Julio Pérez-Tabernero Population, fils de Fernando et de Pilar Población Del Castillo.  Son père était un matador Fernando, son oncle et son oncle Alipio aussi Juan Mari Perez-Tabernero était ....... matador Pour sa part n'a jamais eu lieu au stade Juillet des fêtes de charité.  L'art de l'éleveur consiste à toujours respecter l'identité de ses taureaux. En ne perdant rien de sa génétique et en améliorant ce qu'il peut. A propos de votre Santa Coloma, Julio sait que les taureaux sont égaux à tous égards à ce qui était le grand don Graciliano, puis son frère Alipio.  "Mesonero" et "Cristalino" et "Hornero" ont jeté les bases de cet encastre.  Mais ... que peut faire Julio, si ses taureaux ne sont plus à la mode, comme ils l'étaient dans le passé?  En 1920, quatre ans après qu'il a fait Paco Pérez Don Gracilian « groin » -Tabernero achète le Conde de Santa Coloma cent trente cinq vaches et deux étalons. Avec une extrême rigueur, Don Graciliano mesure son honneur dans la bravoure de ses taureaux. Quelques vaches avec du fer Albaserrada, mais la plupart étaient des ybarreñas. Des deux étalons "Mesonero" ont eu le fer de Santa Coloma et "Cristalino" le d'Albaserrada.
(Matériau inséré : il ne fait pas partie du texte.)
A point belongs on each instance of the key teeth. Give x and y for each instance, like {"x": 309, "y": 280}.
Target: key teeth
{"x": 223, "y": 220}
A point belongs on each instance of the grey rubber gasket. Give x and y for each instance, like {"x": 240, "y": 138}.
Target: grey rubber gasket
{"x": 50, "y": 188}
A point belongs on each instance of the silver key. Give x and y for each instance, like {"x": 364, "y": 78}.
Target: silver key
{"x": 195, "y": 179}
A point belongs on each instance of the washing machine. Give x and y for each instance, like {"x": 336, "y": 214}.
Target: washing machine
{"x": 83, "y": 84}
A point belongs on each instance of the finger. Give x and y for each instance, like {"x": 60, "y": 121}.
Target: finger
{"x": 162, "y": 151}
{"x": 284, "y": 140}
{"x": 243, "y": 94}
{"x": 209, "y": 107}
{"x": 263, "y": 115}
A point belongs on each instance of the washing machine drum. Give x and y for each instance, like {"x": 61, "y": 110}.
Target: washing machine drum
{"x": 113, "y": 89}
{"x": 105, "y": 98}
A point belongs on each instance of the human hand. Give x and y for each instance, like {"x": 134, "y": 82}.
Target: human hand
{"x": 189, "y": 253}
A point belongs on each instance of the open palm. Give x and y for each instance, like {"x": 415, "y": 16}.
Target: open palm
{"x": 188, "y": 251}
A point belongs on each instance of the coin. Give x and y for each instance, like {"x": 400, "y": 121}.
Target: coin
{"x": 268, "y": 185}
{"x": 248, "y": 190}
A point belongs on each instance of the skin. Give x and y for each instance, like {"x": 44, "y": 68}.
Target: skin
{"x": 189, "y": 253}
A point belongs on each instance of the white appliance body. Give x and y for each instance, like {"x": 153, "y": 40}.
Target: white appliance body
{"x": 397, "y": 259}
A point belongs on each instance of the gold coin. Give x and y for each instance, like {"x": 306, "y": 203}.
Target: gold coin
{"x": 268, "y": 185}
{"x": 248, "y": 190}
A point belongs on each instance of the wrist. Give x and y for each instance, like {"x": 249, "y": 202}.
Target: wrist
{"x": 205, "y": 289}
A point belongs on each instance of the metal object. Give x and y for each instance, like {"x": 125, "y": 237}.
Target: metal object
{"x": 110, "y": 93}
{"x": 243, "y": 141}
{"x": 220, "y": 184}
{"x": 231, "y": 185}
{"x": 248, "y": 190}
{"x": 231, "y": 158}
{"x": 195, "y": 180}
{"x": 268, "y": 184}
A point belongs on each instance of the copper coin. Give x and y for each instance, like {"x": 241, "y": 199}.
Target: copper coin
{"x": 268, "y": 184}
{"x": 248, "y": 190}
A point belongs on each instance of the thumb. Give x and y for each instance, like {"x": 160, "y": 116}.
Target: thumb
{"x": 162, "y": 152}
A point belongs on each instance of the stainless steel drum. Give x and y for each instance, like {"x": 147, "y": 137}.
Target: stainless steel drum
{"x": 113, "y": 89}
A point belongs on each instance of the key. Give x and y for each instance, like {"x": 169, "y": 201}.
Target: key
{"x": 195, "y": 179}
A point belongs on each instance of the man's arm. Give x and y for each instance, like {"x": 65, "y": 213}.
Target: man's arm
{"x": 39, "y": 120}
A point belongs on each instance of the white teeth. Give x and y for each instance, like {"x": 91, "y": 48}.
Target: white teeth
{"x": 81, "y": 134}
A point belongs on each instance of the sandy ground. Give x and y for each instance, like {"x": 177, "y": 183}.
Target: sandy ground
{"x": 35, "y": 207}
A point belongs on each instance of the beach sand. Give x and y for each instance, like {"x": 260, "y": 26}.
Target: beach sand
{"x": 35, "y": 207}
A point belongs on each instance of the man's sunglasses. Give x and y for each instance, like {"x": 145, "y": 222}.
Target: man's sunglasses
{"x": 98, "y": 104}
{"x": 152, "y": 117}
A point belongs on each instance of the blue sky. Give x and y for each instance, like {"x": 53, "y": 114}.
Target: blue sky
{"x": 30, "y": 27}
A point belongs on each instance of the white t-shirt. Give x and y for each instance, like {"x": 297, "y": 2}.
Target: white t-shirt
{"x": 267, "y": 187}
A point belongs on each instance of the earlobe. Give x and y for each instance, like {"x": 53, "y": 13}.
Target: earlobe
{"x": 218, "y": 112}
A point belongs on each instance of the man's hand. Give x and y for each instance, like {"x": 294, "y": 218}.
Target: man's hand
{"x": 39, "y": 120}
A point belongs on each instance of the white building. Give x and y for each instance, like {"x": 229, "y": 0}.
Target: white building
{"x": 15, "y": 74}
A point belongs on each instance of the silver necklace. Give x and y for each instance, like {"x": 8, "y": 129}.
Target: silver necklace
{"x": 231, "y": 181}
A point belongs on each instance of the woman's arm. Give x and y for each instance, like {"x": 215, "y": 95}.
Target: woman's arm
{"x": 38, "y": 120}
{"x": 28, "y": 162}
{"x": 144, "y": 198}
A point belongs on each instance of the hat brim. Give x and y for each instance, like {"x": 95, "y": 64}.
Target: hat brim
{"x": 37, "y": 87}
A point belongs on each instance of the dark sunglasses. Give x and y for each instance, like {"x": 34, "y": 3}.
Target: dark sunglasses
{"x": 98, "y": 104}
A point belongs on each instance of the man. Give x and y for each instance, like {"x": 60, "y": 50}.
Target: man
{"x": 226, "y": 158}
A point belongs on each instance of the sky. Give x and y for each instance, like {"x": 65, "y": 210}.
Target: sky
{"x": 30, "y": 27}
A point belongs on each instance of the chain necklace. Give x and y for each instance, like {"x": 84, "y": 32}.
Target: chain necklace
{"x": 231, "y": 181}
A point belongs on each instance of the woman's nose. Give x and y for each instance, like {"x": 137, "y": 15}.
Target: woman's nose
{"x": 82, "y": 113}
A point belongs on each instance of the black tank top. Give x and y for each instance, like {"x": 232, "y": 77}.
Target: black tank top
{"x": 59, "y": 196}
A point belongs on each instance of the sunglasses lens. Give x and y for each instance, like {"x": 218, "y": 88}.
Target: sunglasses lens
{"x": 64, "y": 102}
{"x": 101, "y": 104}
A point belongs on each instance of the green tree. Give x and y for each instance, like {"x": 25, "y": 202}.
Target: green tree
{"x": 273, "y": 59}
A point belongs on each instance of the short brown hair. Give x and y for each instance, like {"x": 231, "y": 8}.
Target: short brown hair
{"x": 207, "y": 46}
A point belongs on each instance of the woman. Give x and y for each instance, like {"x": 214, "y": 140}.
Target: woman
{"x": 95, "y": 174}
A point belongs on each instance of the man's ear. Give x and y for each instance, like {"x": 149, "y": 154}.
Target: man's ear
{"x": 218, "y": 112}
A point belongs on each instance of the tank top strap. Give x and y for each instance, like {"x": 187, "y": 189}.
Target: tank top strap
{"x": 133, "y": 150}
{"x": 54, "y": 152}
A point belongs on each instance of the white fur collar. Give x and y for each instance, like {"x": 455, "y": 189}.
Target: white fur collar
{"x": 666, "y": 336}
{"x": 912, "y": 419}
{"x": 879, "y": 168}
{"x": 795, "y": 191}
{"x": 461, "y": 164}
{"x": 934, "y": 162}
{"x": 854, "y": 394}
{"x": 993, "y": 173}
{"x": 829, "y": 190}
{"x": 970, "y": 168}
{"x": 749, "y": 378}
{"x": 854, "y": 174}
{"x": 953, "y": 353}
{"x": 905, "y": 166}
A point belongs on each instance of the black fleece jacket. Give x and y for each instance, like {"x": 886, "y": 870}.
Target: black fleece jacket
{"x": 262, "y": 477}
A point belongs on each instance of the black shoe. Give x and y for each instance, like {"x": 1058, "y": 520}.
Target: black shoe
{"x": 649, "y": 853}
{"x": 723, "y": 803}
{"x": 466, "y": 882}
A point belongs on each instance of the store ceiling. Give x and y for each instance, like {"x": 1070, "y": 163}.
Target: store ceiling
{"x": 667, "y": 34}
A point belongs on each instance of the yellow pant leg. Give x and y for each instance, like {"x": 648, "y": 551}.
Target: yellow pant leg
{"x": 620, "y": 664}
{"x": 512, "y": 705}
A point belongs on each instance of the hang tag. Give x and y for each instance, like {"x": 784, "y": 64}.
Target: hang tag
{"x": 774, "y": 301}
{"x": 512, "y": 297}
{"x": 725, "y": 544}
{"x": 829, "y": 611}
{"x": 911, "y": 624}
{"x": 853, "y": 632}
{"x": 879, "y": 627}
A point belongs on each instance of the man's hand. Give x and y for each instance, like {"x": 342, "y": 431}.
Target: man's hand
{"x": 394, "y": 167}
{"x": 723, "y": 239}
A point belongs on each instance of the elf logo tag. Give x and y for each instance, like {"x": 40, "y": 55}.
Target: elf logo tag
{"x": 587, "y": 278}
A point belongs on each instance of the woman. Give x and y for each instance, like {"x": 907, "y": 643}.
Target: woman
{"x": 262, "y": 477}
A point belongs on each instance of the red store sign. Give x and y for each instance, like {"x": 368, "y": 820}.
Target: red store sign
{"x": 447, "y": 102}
Cela n'a pas laissé beaucoup de progéniture, mais les deux ont bien lié l'un avec l'autre. « Aubergiste » avec les filles de « Crystalline » et vice versa, et « Mesonero » était le bétail étalon pendant 16 ans et a laissé environ 1.150 jeunes.  La grandeur du bétail de don Graciliano explique aussi sa générosité.  Un jour, son ami Manuel Arranz Don lamentait Graciliano comme leur bétail, la caste a plongé en chute libre, et deux Graciliano lui a envoyé un eral « Flibustier » et a été celui qui a fait le grand ranch de Don Manuel Arranz, son fils, Don Manuel est mort a été contraint de vendre leur bétail en 1976, le bétail était huit frères et le pâturage agricole hérité de la fille aînée de Don Manuel. La fille unique de son premier mariage. Manolito "el inglés" comme on l'appelait, vendu à M. Ramón Sánchez  Don Graciliano a vendu en 1940, à M. José Escolar, qui a pris son bétail dans le marais.  Mais ... je me demande ......: qui se soucie aujourd'hui des grands graciliano d'hier?